The mosaics were a gateway to glass for Karen, whose bent for artistic creativity first surfaced when she was a child. After making clocks, vases and other mosaic pieces, she started to work with sheet glass. Ten years ago, she decided to try her hand at fusing, or binding multiple layers of glass together using heat. Karen’s husband, Tom, encouraged her endeavors in the most clear-cut way he could think of: He gave her a kiln. “He bought me a small kiln for one of my birthdays and said, ‘You need to go take a class,’” Karen says.

She found a local artist, Deborah Ballog, who agreed to let Karen come to her house and learn different techniques of working with glass. Karen also took two weeklong glass classes at Bullseye Glass Company in Portland, Oregon—the same company from which she orders all of the glass she uses in her work.

Meanwhile, she realized working in a lab full-time was not what she wanted to do long-term. She left UAB and opened Dixon-Ballog Glass Gallery & Studio, a fine art glass gallery and kiln-formed glass teaching studio, in Birmingham. She might have hung up her lab coat, but Karen says her training as a research scientist—a job requiring attention to detail and a willingness to experiment—laid the foundation for her development as a glass artist. “I’m always trying something new or developing something,” she says. “I love what I do.”

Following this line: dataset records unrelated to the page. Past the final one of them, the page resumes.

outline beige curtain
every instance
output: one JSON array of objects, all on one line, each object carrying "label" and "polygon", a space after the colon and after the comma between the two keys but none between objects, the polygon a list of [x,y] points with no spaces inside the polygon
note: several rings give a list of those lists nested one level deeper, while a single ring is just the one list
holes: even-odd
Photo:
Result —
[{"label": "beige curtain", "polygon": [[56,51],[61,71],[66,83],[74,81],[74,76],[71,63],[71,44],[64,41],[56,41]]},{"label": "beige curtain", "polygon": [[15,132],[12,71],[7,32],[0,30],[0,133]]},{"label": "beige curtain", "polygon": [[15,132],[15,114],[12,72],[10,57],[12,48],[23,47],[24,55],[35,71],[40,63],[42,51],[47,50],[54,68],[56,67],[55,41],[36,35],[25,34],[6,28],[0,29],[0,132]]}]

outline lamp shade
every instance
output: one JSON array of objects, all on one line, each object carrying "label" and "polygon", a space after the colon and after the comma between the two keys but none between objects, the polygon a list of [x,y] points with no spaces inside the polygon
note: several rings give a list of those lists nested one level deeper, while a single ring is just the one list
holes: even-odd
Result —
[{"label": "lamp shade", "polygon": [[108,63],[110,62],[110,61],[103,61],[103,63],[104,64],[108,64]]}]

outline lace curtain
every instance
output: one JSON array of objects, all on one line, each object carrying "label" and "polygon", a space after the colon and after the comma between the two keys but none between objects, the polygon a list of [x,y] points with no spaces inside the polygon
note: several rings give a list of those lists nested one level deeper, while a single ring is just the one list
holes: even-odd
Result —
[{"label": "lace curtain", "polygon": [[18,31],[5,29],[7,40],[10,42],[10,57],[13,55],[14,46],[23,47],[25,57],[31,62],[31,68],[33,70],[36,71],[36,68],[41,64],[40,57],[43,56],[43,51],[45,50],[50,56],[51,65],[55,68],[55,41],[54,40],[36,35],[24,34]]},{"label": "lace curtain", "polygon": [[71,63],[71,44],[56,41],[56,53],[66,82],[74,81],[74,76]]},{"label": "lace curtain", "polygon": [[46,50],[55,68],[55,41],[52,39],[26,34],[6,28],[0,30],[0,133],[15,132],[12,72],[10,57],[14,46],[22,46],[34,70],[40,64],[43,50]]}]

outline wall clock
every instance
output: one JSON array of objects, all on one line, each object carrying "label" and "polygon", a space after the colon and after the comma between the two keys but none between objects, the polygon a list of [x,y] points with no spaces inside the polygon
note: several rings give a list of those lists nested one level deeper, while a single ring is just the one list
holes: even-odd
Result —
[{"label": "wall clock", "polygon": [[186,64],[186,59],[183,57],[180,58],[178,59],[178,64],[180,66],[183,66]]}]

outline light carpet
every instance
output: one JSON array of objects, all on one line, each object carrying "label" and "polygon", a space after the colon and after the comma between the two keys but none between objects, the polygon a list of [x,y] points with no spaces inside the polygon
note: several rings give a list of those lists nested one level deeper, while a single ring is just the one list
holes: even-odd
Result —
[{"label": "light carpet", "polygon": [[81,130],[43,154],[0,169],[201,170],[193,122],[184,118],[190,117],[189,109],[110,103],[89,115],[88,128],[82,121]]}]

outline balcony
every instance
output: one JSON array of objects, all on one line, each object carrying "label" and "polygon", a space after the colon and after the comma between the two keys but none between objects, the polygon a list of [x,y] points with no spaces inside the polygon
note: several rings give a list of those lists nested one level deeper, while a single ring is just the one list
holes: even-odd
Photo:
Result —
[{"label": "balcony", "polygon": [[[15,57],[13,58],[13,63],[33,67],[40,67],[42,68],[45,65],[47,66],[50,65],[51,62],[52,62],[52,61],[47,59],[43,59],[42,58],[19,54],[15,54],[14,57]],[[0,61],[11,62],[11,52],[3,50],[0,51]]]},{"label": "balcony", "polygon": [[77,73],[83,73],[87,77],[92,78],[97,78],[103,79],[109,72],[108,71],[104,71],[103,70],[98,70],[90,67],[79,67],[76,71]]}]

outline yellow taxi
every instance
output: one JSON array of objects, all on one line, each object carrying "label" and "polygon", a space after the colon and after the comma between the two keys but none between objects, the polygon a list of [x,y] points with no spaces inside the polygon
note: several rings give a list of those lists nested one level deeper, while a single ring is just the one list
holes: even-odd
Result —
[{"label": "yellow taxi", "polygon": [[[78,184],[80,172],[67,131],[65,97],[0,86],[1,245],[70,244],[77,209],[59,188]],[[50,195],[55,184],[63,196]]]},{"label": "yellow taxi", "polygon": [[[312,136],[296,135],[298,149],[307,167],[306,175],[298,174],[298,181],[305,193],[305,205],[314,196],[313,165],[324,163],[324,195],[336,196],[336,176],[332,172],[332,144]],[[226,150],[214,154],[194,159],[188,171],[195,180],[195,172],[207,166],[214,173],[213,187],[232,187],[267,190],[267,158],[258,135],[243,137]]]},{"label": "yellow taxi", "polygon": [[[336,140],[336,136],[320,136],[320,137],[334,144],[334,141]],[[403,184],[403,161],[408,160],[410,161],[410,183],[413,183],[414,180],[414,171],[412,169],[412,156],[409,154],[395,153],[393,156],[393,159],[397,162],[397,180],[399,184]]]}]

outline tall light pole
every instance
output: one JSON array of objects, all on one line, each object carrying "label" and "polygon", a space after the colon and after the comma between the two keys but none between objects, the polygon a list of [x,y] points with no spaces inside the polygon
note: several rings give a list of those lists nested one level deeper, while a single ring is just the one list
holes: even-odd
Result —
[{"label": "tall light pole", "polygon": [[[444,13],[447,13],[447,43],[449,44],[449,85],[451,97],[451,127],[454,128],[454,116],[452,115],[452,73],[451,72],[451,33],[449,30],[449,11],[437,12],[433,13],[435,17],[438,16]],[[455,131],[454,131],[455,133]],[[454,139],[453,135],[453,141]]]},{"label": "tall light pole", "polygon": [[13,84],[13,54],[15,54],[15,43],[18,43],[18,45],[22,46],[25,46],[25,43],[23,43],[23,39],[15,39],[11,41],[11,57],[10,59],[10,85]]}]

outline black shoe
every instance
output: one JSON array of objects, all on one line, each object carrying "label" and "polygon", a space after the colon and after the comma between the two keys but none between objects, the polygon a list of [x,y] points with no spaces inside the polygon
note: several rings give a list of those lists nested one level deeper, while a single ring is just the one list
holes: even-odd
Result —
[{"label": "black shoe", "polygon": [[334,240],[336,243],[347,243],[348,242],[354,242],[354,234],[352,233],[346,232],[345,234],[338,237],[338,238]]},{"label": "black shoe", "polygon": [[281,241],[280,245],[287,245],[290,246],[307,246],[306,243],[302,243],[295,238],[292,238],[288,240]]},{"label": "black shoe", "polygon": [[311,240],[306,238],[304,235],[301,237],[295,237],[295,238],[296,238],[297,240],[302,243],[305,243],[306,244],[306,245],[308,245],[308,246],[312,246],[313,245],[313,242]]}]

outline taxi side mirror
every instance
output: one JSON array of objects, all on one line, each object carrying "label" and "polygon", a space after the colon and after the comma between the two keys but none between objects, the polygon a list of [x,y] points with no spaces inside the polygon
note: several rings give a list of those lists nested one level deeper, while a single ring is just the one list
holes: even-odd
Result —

To look around her home studio and see a sampling of her finished pieces, you might assume Karen devotes all of her time to glass projects, but that’s not the case. She is the assistant director at The Horizons School, a post-secondary private school for young adults with learning difficulties, autism spectrum and developmental disorders. And last February, she started teaching classes at the Birmingham Museum of Art. She’s also a member of Alabama Designer Craftsmen. Her work has been exhibited throughout the Southeast at juried gallery and museum exhibitions, and her many awards include the Maury Smith Award at the Montgomery Museum of Fine Art, Montgomery Art Guild Fine Art Exhibition. She regularly joins the ranks of Saturday morning vendors at The Market at Pepper Place to sell her pieces and speak to people who visit her booth.

She makes decorative and functional pieces, employing different forms of glass, such as sheet glass and crushed glass, along with various colors, textures and themes. Much of her work highlights creatures or elements found in nature, like birds or water. And she loves the color blue. “I like flow and movement in the glass,” she says. One of her most intriguing pieces, named “Remaining,” resembles a boat that has washed ashore. Karen made the boat part with glass powders, including copper mica, and mounted it atop a piece of driftwood.

She keeps pieces that broke or didn’t meet her expectations in a storage bin in her studio for later use. Even something with multiple imperfections can be recycled and re-melted into new pieces, she says. Just as she loves creating flow and movement in glass, the beauty of Karen’s work lies in the infinite chances she has to experiment with a versatile medium.